Witness its extraordinary success under the Prada label. First it shaped what had become humble nylon into chic bags, then parkas and rainwear that suddenly everyone in the fashion firmament wanted. Now Prada has fashioned nylon into little white A-line minis and tops. At collection time, its Milanese flagship store is as mobbed with international fashion editors pushing past one another for the ultimate item in nylon as shops were 50 years ago when stocks of nylon stockings arrived. Ten years ago, in the bleak years for sticky, sweaty, humble old nylon, nobody would have believed this.
Prada is not alone in the rediscovery of a miracle fibre now half a century old. Designers including John Rocha, Donna Karan and Anna Sui are similarly enamoured of its clean, modern looks. So the 50th anniversary of VE-Day also marks a turning point in nylon's history, celebrating its past and continuing success in hosiery and unleashing its potential as a fabric for the future.

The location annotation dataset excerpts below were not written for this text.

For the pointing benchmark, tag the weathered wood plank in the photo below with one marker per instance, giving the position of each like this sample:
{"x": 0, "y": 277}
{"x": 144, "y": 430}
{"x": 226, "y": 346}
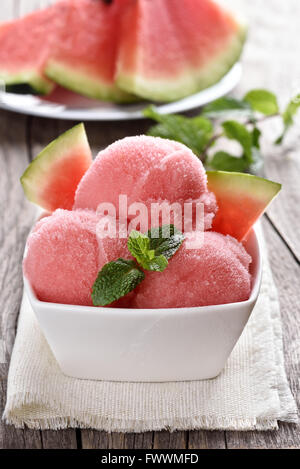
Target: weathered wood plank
{"x": 167, "y": 440}
{"x": 280, "y": 73}
{"x": 286, "y": 272}
{"x": 206, "y": 440}
{"x": 16, "y": 220}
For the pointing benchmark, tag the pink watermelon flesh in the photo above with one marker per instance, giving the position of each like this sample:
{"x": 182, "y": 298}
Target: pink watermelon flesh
{"x": 172, "y": 49}
{"x": 51, "y": 179}
{"x": 215, "y": 273}
{"x": 84, "y": 58}
{"x": 241, "y": 198}
{"x": 147, "y": 170}
{"x": 25, "y": 45}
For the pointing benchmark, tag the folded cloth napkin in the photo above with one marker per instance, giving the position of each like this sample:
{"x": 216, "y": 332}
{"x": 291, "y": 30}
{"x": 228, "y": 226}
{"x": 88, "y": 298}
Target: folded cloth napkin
{"x": 251, "y": 393}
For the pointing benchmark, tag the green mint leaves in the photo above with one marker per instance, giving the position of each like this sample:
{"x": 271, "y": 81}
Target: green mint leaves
{"x": 151, "y": 251}
{"x": 262, "y": 101}
{"x": 139, "y": 246}
{"x": 194, "y": 132}
{"x": 165, "y": 240}
{"x": 226, "y": 118}
{"x": 115, "y": 280}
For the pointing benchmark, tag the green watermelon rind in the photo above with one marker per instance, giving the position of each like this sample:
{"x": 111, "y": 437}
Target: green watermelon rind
{"x": 39, "y": 169}
{"x": 235, "y": 183}
{"x": 191, "y": 81}
{"x": 39, "y": 84}
{"x": 84, "y": 84}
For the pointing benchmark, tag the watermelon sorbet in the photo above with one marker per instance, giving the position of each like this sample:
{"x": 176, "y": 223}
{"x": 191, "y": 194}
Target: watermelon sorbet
{"x": 65, "y": 251}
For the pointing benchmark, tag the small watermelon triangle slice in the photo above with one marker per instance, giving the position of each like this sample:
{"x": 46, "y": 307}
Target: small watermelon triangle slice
{"x": 25, "y": 45}
{"x": 84, "y": 57}
{"x": 241, "y": 198}
{"x": 51, "y": 180}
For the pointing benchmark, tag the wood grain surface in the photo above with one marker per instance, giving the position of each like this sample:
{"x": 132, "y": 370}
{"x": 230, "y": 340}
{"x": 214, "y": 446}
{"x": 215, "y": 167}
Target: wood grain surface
{"x": 270, "y": 60}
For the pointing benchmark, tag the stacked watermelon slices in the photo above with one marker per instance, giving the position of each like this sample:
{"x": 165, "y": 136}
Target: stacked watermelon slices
{"x": 121, "y": 50}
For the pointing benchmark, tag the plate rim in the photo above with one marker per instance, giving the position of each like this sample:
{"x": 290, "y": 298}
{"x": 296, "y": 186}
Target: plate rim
{"x": 42, "y": 108}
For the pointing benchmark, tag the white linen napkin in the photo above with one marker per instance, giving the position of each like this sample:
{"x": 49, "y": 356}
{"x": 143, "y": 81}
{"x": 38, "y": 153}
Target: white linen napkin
{"x": 251, "y": 393}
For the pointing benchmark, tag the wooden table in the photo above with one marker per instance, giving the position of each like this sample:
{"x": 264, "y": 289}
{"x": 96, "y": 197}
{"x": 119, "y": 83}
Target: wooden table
{"x": 271, "y": 60}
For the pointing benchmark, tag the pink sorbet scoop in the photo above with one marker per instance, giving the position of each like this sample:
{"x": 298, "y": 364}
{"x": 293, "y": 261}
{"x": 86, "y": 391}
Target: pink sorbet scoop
{"x": 145, "y": 169}
{"x": 215, "y": 273}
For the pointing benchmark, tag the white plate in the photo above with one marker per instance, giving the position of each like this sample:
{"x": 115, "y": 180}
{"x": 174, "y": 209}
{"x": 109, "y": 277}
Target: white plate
{"x": 63, "y": 104}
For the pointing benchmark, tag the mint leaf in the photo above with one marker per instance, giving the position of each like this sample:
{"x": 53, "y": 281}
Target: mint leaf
{"x": 236, "y": 131}
{"x": 262, "y": 101}
{"x": 139, "y": 246}
{"x": 116, "y": 279}
{"x": 288, "y": 116}
{"x": 223, "y": 161}
{"x": 158, "y": 264}
{"x": 256, "y": 134}
{"x": 222, "y": 106}
{"x": 257, "y": 161}
{"x": 194, "y": 132}
{"x": 165, "y": 240}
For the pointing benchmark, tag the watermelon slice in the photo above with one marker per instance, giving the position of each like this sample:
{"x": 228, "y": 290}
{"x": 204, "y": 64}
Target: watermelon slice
{"x": 241, "y": 198}
{"x": 169, "y": 50}
{"x": 84, "y": 59}
{"x": 50, "y": 181}
{"x": 25, "y": 45}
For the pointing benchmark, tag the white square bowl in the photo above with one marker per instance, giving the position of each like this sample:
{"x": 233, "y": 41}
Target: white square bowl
{"x": 146, "y": 345}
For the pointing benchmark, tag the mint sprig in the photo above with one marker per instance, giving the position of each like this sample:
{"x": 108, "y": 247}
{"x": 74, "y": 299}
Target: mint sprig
{"x": 139, "y": 246}
{"x": 151, "y": 251}
{"x": 165, "y": 240}
{"x": 216, "y": 121}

I am not the type of woman who is very at home in ultra-girlie, siren clothes - although once in a blue moon I will go all out to shock.

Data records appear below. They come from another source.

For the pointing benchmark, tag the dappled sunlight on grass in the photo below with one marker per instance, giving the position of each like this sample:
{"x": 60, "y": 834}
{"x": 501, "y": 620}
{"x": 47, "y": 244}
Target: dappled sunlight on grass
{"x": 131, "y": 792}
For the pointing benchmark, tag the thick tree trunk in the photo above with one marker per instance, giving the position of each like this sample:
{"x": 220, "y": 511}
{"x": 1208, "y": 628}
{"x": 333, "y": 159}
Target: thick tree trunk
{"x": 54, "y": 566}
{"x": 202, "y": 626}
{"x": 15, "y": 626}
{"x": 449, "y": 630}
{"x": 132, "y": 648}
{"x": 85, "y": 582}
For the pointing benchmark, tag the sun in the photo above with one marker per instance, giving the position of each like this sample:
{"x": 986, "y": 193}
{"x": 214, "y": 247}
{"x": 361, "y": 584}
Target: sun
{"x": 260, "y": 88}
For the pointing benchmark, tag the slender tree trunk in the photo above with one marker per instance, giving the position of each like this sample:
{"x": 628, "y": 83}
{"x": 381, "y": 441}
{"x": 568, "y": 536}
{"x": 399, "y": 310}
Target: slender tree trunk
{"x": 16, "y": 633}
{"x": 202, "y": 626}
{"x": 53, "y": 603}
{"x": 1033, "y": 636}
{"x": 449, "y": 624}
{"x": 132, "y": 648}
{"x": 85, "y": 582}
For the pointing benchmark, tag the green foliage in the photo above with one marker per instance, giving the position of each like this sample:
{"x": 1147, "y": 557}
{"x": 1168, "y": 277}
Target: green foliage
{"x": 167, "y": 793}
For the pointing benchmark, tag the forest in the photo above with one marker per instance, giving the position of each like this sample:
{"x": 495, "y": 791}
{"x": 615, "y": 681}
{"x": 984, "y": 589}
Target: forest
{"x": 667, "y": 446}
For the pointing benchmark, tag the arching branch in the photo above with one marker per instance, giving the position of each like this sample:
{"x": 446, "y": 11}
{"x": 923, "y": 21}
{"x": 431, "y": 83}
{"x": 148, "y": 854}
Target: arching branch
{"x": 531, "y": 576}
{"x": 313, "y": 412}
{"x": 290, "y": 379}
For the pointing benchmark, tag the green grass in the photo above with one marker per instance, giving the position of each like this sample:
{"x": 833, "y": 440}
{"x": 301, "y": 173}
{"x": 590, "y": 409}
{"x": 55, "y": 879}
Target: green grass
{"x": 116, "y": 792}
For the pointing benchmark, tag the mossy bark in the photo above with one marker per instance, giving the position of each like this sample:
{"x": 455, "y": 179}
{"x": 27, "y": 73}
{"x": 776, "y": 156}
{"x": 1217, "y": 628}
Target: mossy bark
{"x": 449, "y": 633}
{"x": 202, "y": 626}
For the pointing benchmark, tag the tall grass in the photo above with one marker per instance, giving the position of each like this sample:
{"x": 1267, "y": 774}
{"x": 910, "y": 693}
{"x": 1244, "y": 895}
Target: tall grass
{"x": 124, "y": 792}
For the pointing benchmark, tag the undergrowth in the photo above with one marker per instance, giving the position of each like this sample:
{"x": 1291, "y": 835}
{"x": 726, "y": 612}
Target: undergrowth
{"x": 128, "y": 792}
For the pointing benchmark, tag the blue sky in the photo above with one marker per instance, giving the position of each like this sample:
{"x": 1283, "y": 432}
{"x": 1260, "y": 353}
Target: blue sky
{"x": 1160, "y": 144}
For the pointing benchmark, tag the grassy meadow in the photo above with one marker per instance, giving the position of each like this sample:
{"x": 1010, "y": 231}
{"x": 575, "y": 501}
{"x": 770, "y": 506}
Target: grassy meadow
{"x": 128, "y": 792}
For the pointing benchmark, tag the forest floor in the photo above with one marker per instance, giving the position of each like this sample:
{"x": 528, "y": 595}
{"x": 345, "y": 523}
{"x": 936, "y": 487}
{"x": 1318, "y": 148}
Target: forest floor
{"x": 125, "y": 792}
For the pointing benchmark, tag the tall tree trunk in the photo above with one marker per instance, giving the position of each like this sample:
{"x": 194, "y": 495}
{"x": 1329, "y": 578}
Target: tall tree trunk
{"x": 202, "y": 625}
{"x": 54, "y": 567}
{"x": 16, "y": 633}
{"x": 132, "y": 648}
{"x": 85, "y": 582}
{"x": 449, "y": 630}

This could mean turning up to a sedate dinner party in a very short skirt, or something which reveals a few inches of midriff (with fake navel ring). Or it could mean putting on a pair of seamed stockings with some indecently high heels, and sashaying into a West End bar to meet friends who normally see me dressed in a smart suit and flat shoes.

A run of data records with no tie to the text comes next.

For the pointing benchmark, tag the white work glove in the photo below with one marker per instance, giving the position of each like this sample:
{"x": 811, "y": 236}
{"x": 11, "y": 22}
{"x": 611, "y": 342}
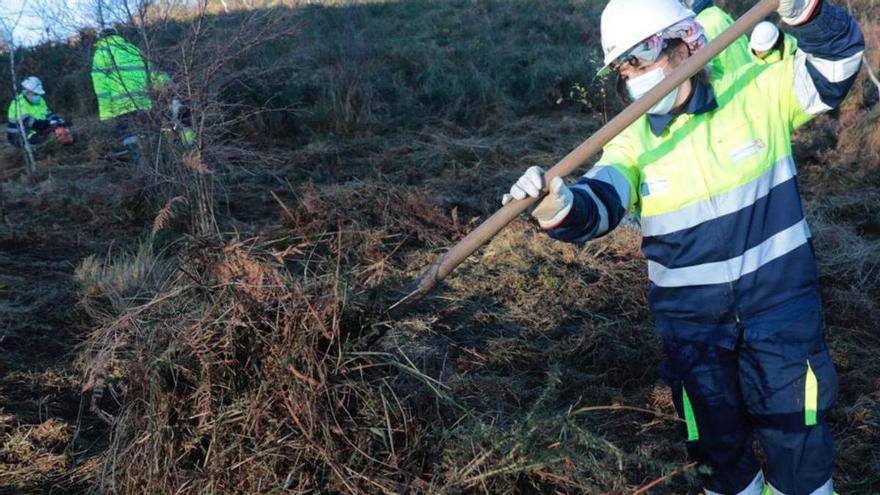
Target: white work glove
{"x": 553, "y": 209}
{"x": 795, "y": 12}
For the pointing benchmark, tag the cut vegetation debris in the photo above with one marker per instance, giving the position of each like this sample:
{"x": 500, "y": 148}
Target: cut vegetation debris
{"x": 231, "y": 329}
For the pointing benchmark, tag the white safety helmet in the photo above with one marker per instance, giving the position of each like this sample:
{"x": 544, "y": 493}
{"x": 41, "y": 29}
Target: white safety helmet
{"x": 625, "y": 23}
{"x": 34, "y": 85}
{"x": 764, "y": 37}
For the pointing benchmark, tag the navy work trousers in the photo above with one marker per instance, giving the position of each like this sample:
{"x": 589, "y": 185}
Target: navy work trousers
{"x": 775, "y": 380}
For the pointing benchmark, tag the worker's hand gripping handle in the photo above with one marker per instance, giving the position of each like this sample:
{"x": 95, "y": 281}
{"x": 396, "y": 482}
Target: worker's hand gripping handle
{"x": 443, "y": 266}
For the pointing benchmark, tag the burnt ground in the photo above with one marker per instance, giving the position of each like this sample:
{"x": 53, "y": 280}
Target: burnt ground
{"x": 48, "y": 439}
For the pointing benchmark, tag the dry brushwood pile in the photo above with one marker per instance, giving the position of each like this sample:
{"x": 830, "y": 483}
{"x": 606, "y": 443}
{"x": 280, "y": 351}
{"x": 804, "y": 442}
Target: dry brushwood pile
{"x": 220, "y": 324}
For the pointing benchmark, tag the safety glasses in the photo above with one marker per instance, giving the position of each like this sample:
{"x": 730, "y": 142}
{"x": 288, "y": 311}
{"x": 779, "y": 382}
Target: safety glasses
{"x": 645, "y": 53}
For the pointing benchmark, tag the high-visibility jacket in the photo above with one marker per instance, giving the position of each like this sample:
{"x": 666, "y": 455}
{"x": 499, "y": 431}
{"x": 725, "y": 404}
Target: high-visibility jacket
{"x": 715, "y": 21}
{"x": 789, "y": 46}
{"x": 21, "y": 109}
{"x": 715, "y": 188}
{"x": 121, "y": 78}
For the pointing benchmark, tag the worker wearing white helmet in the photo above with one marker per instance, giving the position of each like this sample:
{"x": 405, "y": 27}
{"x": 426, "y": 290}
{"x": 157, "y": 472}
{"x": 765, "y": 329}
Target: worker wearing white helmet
{"x": 29, "y": 114}
{"x": 709, "y": 174}
{"x": 765, "y": 38}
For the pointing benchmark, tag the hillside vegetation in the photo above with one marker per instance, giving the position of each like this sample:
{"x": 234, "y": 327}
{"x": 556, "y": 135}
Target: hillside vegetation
{"x": 219, "y": 324}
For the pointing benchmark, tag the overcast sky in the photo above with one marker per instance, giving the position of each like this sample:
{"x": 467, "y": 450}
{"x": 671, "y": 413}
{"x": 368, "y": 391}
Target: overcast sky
{"x": 31, "y": 27}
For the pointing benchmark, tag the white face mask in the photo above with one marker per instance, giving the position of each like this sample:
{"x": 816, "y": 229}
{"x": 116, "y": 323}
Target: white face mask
{"x": 639, "y": 86}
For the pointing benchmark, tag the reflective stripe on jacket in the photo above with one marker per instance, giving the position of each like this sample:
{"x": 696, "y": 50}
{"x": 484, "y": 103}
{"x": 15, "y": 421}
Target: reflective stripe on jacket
{"x": 716, "y": 192}
{"x": 21, "y": 108}
{"x": 120, "y": 78}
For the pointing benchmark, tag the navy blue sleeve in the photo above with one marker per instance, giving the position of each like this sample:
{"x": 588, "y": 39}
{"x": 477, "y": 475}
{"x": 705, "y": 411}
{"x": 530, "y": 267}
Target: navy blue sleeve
{"x": 834, "y": 45}
{"x": 597, "y": 210}
{"x": 701, "y": 5}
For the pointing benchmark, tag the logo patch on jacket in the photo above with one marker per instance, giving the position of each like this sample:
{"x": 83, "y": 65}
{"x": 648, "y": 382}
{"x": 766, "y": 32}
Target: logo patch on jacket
{"x": 654, "y": 185}
{"x": 749, "y": 149}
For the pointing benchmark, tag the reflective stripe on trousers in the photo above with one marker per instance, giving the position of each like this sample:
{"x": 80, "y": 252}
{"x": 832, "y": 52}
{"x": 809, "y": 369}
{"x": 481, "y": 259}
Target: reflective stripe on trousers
{"x": 756, "y": 487}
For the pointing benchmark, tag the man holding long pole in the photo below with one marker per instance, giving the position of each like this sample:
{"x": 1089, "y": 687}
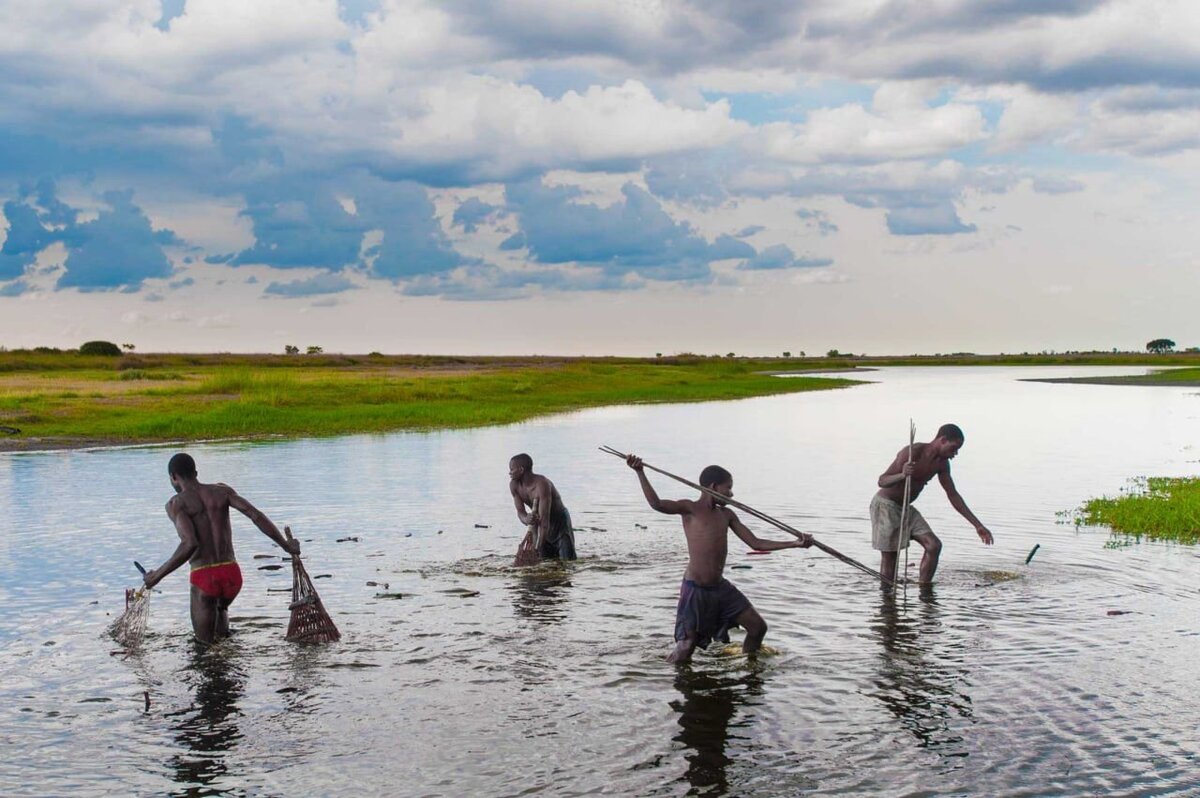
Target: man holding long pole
{"x": 894, "y": 522}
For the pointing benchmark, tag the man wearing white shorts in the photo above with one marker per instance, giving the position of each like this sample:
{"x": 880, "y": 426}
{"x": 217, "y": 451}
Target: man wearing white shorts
{"x": 928, "y": 460}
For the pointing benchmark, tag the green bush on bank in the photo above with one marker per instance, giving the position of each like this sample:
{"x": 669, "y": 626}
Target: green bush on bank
{"x": 1158, "y": 508}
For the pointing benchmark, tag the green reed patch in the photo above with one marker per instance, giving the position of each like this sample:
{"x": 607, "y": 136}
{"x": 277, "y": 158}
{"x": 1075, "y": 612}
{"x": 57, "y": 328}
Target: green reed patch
{"x": 1158, "y": 508}
{"x": 167, "y": 401}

Recently, I opted for a hint of stocking when I felt like being a tiny bit shocking. The stockings I chose were a homage to the Forties, when the foot section was reinforced by a thicker denier, and the seam ran up to the thigh. There is something very womanly about smoothing a pair of stockings on to the legs, but it does get annoying when the seam refuses to lie straight. Nevertheless, it is a lot easier than in my grandmother's day, when she had to use walnut juice or gravy browning to do her legs, and a crayon to draw in the seam.
But although the accompanying outfit was quite smart, the stockings seemed to give the impression that I was "on the look-out'' for a date. Which I wasn't. Eventually the heels began to take their toll on my feet, and I began to wish that I had actually chosen to go on a date, rather than out with my friends for this little foray.
Jonathan Aston seamed stockings are £3.50 and come with a black, red or white seam and in shades from black to natural. Available from Agent Provocateur, 6 Broadwick Street, London W1; 0171-439 0229.